Clustering diseases

Overview of approach for generating disease clusters

Disease clusters were created using a two-step process:

Vector representations of the diseases ("disease embeddings") were created using a) co-occurrence and b) sequence-based methods. From these representations, cosine similarity is calculated, giving a 212 by 212 matrix.
Unsupervised clustering of the similarity matrix to generate clusters of diseases.

Here, we aim to generate what we call "multi-resolution" clusters, that is, a set of clusters from more granular (with many clusters) to coarse (with few clusters). This allows us to visualise how clusters aggregate or split across the resolutions. Further details on our approach to generating disease clusters can be found in our paper in Communications Medicine.

Analysis pipeline

Pipeline for generating disease clusters Used with permission from Beaney et al (2024)

Disease embedding methods

As a co-occurrence-based method, we selected Multiple Correspondence Analysis (MCA), as this requires few distributional assumptions about the data. We used this to create a vector representation of each disease, trialling retention of different numbers of dimensions from two to 30.

View the interactive plot of the first two dimensions from MCA.

In the figure, more similar diseases appear closer together on each dimension. Also overlaid on the plot are patient age category and the number of long-term conditions (LTCs). As can be seen, age and number of LTCs are strongly represented on the first dimension. Conditions common in younger people tend to separate from those more common in older people along dimension 1. Chronic liver conditions separate strongly on dimension 2.

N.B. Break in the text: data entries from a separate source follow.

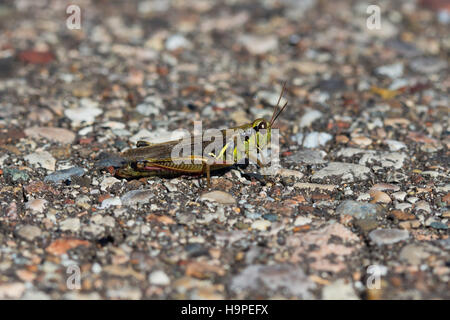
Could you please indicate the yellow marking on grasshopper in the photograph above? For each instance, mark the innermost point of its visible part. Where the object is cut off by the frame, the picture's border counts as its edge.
(156, 159)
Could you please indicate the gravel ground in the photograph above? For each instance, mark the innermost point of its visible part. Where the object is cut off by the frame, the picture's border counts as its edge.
(359, 210)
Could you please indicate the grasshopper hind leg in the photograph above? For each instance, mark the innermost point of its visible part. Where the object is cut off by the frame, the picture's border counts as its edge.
(142, 143)
(207, 169)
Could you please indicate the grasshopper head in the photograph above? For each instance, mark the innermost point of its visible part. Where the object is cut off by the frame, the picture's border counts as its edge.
(262, 129)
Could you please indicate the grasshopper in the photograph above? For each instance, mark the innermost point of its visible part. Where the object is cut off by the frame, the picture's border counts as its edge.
(149, 159)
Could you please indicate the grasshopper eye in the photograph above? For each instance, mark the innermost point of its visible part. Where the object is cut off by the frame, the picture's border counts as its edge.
(262, 125)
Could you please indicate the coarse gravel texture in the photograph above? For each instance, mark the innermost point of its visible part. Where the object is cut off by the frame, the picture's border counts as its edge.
(359, 210)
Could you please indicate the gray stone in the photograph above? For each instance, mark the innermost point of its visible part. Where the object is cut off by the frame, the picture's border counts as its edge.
(70, 224)
(135, 197)
(413, 254)
(339, 290)
(360, 210)
(289, 278)
(428, 65)
(348, 172)
(218, 196)
(29, 232)
(307, 157)
(388, 236)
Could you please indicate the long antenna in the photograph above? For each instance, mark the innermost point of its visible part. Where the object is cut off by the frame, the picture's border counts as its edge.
(279, 113)
(275, 114)
(278, 102)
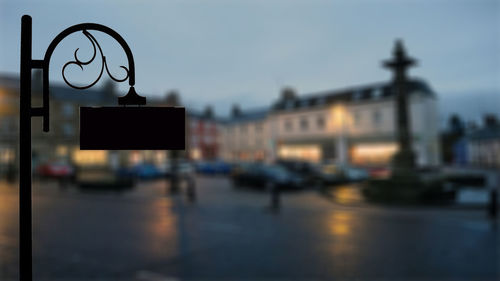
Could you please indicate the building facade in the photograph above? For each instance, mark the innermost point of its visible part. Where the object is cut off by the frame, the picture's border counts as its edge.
(246, 136)
(354, 125)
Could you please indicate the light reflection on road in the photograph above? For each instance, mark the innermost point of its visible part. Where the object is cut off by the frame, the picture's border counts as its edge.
(340, 223)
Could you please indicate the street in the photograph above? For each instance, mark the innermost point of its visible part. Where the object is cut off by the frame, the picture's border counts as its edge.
(230, 234)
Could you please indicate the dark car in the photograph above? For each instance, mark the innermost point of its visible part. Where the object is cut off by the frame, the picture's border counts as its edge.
(141, 171)
(213, 168)
(310, 172)
(59, 170)
(266, 176)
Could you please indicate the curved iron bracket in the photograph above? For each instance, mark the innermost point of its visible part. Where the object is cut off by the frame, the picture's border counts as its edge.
(132, 98)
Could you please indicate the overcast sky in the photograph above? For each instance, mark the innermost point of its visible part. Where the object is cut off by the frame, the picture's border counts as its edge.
(224, 51)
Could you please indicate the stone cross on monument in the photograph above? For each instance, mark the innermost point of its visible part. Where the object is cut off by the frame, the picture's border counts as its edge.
(404, 160)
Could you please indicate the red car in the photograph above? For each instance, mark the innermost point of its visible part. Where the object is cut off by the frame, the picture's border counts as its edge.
(55, 170)
(379, 172)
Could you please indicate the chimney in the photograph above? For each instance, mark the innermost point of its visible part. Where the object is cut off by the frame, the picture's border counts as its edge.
(235, 111)
(288, 93)
(208, 112)
(490, 121)
(172, 98)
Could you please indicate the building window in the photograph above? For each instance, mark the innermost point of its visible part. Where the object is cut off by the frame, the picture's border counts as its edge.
(68, 109)
(259, 128)
(358, 95)
(288, 125)
(357, 118)
(377, 117)
(194, 124)
(304, 123)
(68, 129)
(320, 122)
(377, 93)
(243, 129)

Of co-occurrence methods, we found MCA retaining 30 dimensions to perform best according to our evaluation criteria explained below.

For sequence-based methods, we compared three popular word embedding algorithms (GloVe, and the two word2vec algorithms of skipgram and continuous-bag-of-words). Here, we also tested different inputs of disease codes, using a code either once (at diagnosis, and not repeated) or allowing multiple codes to appear in the sequence. We found skip-gram using multiple codes (SGM) to perform best. Further information on the evaluation criteria is given below. CSV files of the MCA and SGM embeddings are available to download here:

Download: MCA embeddings

Download: SGM embeddings

Clustering methods

We adopted a graph-based clustering algorithm, Markov Multiscale Community Detection (MMCD), with a Python implementation available on GitHub. This method allows the identification of optimal clusters simultaneously at different resolutions, and we compare the resulting clusters at a fine, medium and coarse resolution. Our analysis pipeline is available in a Jupyter notebook below, which runs in Python version 3.8.10 and uses the MCA or SG-M embeddings.

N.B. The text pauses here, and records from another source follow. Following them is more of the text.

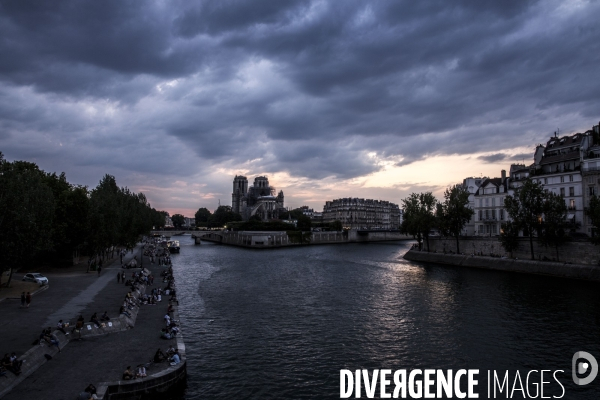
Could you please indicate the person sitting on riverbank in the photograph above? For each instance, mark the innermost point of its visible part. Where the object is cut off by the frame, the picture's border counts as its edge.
(164, 334)
(10, 366)
(50, 338)
(60, 326)
(170, 351)
(89, 392)
(16, 363)
(127, 374)
(175, 358)
(123, 311)
(159, 356)
(173, 329)
(94, 319)
(141, 371)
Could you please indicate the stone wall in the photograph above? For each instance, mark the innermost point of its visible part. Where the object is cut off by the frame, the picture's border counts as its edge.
(574, 251)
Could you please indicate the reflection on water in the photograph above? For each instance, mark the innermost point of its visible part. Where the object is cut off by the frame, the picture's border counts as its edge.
(282, 323)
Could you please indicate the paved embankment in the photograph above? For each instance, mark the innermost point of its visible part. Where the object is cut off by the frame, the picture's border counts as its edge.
(572, 271)
(100, 356)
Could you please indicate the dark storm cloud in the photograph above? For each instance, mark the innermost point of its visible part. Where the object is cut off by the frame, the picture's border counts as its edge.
(492, 158)
(314, 88)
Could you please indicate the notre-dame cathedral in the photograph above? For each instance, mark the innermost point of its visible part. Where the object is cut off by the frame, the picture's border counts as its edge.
(259, 199)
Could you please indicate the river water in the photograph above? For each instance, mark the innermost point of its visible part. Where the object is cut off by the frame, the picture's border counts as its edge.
(282, 323)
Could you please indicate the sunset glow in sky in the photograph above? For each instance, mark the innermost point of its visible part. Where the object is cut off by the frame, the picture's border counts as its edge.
(328, 99)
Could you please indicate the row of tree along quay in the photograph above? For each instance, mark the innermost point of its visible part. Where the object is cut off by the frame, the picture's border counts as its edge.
(45, 220)
(533, 212)
(300, 233)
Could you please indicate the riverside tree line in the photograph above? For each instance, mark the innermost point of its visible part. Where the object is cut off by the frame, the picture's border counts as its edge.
(44, 218)
(533, 212)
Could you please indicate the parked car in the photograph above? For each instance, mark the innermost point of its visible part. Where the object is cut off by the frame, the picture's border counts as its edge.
(37, 278)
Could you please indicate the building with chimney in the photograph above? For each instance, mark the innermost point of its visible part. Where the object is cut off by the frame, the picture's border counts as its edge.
(489, 205)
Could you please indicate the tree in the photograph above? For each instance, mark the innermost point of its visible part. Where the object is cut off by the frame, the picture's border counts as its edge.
(304, 223)
(454, 213)
(554, 223)
(418, 216)
(593, 211)
(178, 220)
(26, 214)
(525, 208)
(509, 236)
(202, 216)
(223, 215)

Download jupyter notebook: MMCD pipeline

Disease cluster assignments

Finally, we created word cloud representations of the disease assignments to clusters, separately for the best co-occurrence method (MCA) and best sequence-based method (SGM). Here, the size of the text reflects the relative prevalence of the disease within the cluster.

MCA-derived clusters

MCA clusters Used with permission from Beaney et al (2024)

SGM-derived clusters

SGM clusters Used with permission from Beaney et al (2024)

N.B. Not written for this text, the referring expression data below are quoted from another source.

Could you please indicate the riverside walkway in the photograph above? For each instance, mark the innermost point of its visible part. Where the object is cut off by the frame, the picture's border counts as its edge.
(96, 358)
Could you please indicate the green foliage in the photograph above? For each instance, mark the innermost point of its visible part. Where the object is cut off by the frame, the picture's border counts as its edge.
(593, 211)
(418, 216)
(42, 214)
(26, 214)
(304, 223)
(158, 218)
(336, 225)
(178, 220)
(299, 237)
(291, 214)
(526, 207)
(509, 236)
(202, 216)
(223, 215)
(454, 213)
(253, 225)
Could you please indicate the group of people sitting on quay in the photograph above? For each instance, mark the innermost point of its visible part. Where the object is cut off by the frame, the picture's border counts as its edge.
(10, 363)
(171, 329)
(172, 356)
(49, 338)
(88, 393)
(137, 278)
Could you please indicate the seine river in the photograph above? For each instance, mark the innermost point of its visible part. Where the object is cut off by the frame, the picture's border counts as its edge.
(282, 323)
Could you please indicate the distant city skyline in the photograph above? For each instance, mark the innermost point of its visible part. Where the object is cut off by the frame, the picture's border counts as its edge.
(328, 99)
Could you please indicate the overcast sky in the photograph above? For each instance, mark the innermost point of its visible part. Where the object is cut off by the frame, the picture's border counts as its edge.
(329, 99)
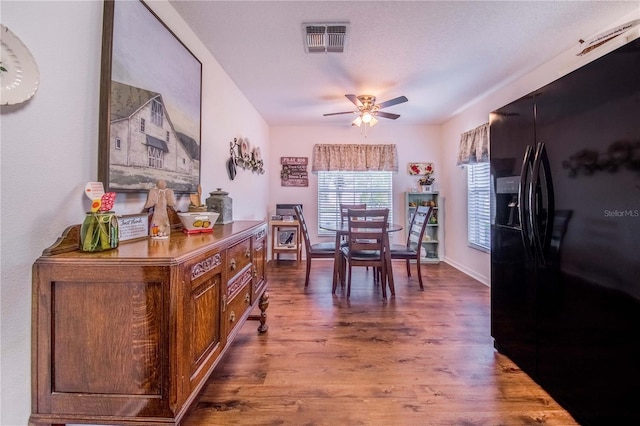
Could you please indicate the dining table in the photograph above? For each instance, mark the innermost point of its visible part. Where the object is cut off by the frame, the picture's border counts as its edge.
(341, 228)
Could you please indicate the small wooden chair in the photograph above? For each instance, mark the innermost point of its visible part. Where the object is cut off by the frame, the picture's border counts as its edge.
(313, 251)
(415, 234)
(365, 246)
(344, 210)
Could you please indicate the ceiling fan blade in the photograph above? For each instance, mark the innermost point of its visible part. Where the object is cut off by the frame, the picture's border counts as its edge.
(394, 101)
(387, 115)
(354, 99)
(338, 113)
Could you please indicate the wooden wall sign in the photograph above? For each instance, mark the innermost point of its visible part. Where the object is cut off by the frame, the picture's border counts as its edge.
(294, 171)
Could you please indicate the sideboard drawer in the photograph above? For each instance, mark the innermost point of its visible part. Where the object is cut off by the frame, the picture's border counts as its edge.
(238, 256)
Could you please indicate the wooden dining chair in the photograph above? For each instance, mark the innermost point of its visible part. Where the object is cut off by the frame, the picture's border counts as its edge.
(313, 251)
(344, 210)
(366, 239)
(415, 234)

CSV files of the assignment of diseases to each cluster can be downloaded below:

Download: MCA clusters

Download: SGM clusters

Evaluating disease embeddings and clusters

To evaluate the interpretability of disease clusters, we developed a set of 253 established disease association pairs, relevant to our 212 LTCs. The aim here is to provide a list of pairs of disease for which there is strong clinical evidence of an association, but is not an attempt to provide a comprehensive list of all possible associations. To create this list, we considered all 212 diseases, and used sources including the BMJ Best Practice guidelines, to create a set of known disease associations for each disease, incorporating both known risk factors and known complications for a given disease. The set of disease pairs were reviewed by three clinicians and any disagreements were discussed. A total of 144 conditions were included with at least one association to another disease (68% of the total).

Link to download the disease pairs: DISEASE_ASSOCIATION_PAIRS.csv

Note that each pair appears twice, and you may wish to de-duplicate each pair of associations depending on the purpose of your research.